We owe it to our children and our children’s children to keep on building and marching forward in this noble strife for freedom and independence. If we do nothing, the Afrikaner people will die a slow and painful death, similar to all the ethnic cleansing wars synonymous with conflict in Africa.
20 years on
Sustainable development, good governance, growing support base both under Afrikaners and the international community, environmentally friendly, self reliance, zero crime, skills development and own labour – these are all terms that can be attributed to Orania.
One cannot live in Orania simply to escape crime. Orania is a growth point charged with the responsibility of creating a sustainable model on which more Afrikaner towns will be built. These towns will stretch along the Orange River, with Orania in the east and the Atlantic Ocean in the west.
The goal is to create an independent republic for the Afrikaner people. In order to live in Orania one must obviously be an Afrikaner. Furthermore, one must support the concept of Afrikaner independence and understand that the foundation of freedom is self reliance, i.e. Afrikaner labour.
Orania’s constitution leaves no misinterpretation with regards to religion.
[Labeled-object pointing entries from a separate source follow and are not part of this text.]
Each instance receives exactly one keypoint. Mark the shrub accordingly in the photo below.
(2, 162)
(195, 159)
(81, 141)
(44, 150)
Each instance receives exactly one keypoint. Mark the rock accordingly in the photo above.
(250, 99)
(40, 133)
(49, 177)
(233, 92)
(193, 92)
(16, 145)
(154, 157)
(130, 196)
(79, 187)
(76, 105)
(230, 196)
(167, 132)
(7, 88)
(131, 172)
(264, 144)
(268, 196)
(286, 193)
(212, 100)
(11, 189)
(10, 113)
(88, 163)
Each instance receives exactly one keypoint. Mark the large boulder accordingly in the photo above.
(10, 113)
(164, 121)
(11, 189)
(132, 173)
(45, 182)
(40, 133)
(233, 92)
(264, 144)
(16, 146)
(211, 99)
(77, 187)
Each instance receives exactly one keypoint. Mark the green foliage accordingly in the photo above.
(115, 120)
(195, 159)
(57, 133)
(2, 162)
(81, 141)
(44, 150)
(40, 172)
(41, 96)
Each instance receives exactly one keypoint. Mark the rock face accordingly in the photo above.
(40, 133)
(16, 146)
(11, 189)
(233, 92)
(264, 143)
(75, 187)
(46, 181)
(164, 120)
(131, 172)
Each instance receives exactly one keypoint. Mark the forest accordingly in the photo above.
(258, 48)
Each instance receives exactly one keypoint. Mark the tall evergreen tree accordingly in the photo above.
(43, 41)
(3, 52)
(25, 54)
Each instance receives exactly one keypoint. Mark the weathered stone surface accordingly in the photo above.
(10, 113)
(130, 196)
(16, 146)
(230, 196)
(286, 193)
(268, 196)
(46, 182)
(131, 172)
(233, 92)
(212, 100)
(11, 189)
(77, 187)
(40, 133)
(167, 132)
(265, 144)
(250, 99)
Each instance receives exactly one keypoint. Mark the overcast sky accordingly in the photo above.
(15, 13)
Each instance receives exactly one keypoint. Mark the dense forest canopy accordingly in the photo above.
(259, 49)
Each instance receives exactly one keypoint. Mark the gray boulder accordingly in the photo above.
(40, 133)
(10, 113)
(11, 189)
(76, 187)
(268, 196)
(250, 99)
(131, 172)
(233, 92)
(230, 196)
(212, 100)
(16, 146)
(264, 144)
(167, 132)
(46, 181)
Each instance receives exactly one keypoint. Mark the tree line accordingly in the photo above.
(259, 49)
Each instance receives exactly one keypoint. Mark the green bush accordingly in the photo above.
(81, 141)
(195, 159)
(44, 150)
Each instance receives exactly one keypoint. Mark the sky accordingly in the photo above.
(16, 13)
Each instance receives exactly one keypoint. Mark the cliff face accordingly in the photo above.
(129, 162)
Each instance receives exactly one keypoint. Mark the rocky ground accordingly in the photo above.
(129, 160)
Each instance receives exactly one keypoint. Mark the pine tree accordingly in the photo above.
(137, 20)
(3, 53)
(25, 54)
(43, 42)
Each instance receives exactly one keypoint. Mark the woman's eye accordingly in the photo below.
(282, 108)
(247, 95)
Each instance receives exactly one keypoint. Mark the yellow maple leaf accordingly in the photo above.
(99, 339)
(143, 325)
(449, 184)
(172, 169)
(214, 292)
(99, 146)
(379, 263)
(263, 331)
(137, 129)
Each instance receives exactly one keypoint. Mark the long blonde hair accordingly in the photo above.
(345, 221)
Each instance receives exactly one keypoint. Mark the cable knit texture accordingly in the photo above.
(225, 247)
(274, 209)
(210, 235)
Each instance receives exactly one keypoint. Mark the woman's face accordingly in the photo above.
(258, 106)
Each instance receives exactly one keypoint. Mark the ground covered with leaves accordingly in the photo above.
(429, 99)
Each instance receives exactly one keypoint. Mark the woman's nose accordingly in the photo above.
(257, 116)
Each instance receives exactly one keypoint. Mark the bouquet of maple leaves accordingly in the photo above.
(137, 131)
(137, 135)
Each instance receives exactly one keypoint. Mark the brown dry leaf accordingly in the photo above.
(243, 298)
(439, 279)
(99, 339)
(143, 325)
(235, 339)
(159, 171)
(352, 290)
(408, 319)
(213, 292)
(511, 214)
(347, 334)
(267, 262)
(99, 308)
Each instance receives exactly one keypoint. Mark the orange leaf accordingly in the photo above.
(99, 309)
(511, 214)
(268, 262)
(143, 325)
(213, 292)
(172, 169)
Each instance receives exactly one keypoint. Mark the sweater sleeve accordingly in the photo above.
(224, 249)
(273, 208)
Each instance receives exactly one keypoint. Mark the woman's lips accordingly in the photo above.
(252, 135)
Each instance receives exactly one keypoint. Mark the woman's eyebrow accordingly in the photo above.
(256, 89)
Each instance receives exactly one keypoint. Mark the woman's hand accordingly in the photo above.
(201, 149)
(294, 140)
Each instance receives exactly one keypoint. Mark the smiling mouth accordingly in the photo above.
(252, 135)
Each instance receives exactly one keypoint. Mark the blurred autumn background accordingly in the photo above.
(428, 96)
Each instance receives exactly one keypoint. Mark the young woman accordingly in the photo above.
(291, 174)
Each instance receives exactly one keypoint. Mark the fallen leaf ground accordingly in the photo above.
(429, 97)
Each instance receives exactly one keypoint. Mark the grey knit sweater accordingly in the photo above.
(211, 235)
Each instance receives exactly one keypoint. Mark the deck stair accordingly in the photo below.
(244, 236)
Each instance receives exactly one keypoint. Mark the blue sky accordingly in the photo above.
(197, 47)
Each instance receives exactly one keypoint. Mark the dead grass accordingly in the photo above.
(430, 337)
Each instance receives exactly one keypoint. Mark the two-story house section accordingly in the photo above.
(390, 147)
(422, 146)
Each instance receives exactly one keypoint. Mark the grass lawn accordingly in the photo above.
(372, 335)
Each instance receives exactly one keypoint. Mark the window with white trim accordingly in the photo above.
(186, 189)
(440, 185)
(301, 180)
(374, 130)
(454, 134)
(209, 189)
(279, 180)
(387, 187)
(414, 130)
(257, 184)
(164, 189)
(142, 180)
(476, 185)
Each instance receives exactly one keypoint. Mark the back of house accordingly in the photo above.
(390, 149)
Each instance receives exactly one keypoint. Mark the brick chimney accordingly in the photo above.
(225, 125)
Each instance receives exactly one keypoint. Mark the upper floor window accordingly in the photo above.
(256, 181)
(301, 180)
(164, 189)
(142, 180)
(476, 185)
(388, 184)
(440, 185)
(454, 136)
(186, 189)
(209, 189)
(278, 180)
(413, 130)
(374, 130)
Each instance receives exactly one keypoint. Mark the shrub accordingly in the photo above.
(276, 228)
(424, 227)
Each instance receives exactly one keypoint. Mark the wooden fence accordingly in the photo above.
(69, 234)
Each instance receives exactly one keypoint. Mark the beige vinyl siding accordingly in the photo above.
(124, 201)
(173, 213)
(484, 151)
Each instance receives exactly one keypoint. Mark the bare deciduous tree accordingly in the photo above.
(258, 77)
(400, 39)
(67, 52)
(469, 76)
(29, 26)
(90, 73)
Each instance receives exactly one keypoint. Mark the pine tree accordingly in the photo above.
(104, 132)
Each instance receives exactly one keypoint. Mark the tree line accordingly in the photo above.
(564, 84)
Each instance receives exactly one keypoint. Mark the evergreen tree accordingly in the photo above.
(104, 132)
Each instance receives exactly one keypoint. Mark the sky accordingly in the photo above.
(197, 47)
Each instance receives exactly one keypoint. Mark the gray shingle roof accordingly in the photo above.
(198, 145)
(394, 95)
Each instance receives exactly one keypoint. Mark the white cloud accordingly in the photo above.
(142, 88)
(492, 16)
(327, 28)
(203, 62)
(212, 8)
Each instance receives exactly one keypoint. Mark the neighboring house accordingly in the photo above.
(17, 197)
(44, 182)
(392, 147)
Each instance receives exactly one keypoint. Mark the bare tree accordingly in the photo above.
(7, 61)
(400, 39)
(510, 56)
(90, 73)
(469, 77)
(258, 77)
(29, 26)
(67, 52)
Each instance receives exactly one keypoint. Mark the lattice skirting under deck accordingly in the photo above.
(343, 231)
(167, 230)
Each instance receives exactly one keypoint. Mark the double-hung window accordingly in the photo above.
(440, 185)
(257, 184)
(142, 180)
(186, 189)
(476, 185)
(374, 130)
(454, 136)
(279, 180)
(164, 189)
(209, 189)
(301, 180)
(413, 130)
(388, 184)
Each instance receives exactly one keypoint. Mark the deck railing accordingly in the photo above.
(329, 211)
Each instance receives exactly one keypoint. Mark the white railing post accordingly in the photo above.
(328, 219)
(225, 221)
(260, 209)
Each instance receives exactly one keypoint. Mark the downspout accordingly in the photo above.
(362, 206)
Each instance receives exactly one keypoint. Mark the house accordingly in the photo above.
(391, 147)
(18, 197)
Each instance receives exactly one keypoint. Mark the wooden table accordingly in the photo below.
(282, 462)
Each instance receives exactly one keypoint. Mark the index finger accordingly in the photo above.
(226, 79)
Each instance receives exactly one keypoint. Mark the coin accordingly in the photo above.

Christianity is the cornerstone of the community:
“The Orania Movement is an Afrikaans cultural movement with the aim to restore Afrikaner freedom in an independent democratic republic based on Christian values and a healthy balance between independence and cooperation with surrounding areas.”
With thousands of Afrikaners from all around the world taking up membership of the Orania Movement in addition to a population of nearly 1 000 permanent inhabitants, Orania has come a far way during the past 20 years.
Orania has faced many challenges and will face many still but history has proven that Afrikaners will stand up from the ashes and accomplish greatness.
So when people ask: why Orania? I say, why not!